国外では、メキシコのクルブ・アメリカで数ヶ月間指揮を執った経験を持つ。また、アトレティコ・マドリード(1963年-1964年)、バレンシアCF(1965年-1966年)、セビージャFC(1966年)などのスペインの主要クラブでも監督を務めた。彼の最後の監督職はレアル・オビエドでのものであった。彼は数年前にすでにこのクラブをトップリーグで指揮していたが、1977年から1978年のシーズンにはセグンダ・ディビシオンからの降格を防ぐことはできなかった。インドネシアの文献によれば、カディスCFも彼が監督を務めたクラブの一つである。
3.2. 代表チーム監督
クラブでのキャリアと並行して、バリナガは国際舞台でも指導者としての才能を発揮した。1968年から1969年にかけてはナイジェリアサッカー代表の監督を務め、1971年から1972年にはモロッコサッカー代表の監督を務めた。
4. 獲得タイトル
4.1. 選手
レアル・マドリード
- コパ・デル・ヘネラリッシモ: 1946年、1947年
- コパ・エバ・ドゥアルテ: 1947年
5. 死去
サビノ・バリナガは1988年3月19日、マドリードにおいて心臓病のため65歳で死去した。彼の遺体は市内のアルムデナ墓地に埋葬された。
6. 遺産
サビノ・バリナガは、選手としても監督としても、約40年にわたる長いキャリアを通じてサッカー界に多大な足跡を残した。スペイン内戦を逃れてイングランドでサッカーを始めた亡命者としての経験は、彼の人生とキャリアに独自の深みを与えた。彼はレアル・マドリードの黎明期において、サンティアゴ・ベルナベウでのクラブ初得点や、FCバルセロナに対する歴史的な11-1の大勝における貢献など、記憶に残る重要な瞬間を築き上げた。

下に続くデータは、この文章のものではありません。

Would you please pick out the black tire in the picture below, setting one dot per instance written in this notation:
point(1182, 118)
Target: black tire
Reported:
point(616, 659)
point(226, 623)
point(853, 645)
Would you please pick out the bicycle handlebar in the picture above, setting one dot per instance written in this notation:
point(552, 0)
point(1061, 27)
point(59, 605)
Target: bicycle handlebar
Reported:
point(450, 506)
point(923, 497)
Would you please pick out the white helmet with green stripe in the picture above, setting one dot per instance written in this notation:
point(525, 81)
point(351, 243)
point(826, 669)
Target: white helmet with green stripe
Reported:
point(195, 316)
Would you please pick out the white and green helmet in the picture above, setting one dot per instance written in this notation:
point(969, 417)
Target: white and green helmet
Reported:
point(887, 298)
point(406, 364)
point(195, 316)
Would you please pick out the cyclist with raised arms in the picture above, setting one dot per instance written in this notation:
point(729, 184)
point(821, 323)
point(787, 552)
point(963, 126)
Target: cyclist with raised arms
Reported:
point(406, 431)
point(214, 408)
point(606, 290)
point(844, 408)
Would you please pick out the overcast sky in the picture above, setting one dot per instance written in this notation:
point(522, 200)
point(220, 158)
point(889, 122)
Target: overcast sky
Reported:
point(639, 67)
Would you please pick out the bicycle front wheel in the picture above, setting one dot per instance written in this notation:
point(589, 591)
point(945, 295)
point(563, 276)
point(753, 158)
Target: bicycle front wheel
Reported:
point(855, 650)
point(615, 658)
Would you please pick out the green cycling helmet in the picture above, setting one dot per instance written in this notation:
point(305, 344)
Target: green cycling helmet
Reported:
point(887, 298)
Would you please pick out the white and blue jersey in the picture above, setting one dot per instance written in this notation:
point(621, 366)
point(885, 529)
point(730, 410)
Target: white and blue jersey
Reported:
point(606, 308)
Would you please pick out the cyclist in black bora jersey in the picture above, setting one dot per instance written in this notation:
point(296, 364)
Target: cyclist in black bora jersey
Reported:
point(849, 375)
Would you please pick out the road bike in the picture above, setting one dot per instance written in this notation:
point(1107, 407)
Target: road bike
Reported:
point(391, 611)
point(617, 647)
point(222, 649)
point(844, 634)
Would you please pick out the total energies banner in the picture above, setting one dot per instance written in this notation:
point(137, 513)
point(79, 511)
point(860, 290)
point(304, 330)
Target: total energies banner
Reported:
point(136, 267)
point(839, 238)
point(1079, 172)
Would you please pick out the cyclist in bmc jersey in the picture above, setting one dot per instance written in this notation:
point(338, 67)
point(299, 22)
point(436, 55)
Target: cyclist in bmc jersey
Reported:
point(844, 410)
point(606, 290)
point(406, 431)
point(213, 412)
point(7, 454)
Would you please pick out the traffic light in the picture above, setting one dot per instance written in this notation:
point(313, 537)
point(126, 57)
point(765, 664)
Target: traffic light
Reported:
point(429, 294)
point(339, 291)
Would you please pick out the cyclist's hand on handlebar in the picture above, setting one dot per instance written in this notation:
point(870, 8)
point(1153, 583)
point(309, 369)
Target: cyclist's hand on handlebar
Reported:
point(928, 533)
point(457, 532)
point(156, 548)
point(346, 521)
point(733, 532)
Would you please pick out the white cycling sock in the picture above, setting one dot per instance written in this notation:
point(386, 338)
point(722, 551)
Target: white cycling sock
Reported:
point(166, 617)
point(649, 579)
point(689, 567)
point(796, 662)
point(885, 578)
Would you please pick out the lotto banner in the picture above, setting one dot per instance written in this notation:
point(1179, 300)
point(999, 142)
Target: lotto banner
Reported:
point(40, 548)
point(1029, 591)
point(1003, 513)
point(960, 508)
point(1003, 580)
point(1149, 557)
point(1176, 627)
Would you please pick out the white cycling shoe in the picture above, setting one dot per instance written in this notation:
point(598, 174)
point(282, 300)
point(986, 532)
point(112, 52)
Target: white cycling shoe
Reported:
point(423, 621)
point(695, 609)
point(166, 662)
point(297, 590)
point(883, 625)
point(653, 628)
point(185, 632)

選手時代は主に攻撃的な役割で活躍したが、キャリアの晩年にはセンターバックを務めるなど、その適応能力の高さも示された。監督としては、多くのクラブを指揮し、昇降格の経験を重ねながら、若手選手の育成やチームの立て直しに尽力した。また、ナイジェリア代表やモロッコ代表といった異なる文化圏のナショナルチームを率いた経験は、彼の国際的な影響力の広さを示している。バリナガのキャリアは、スペインサッカーの発展期における多才な貢献者として、後世に語り継がれるべき重要な遺産となっている。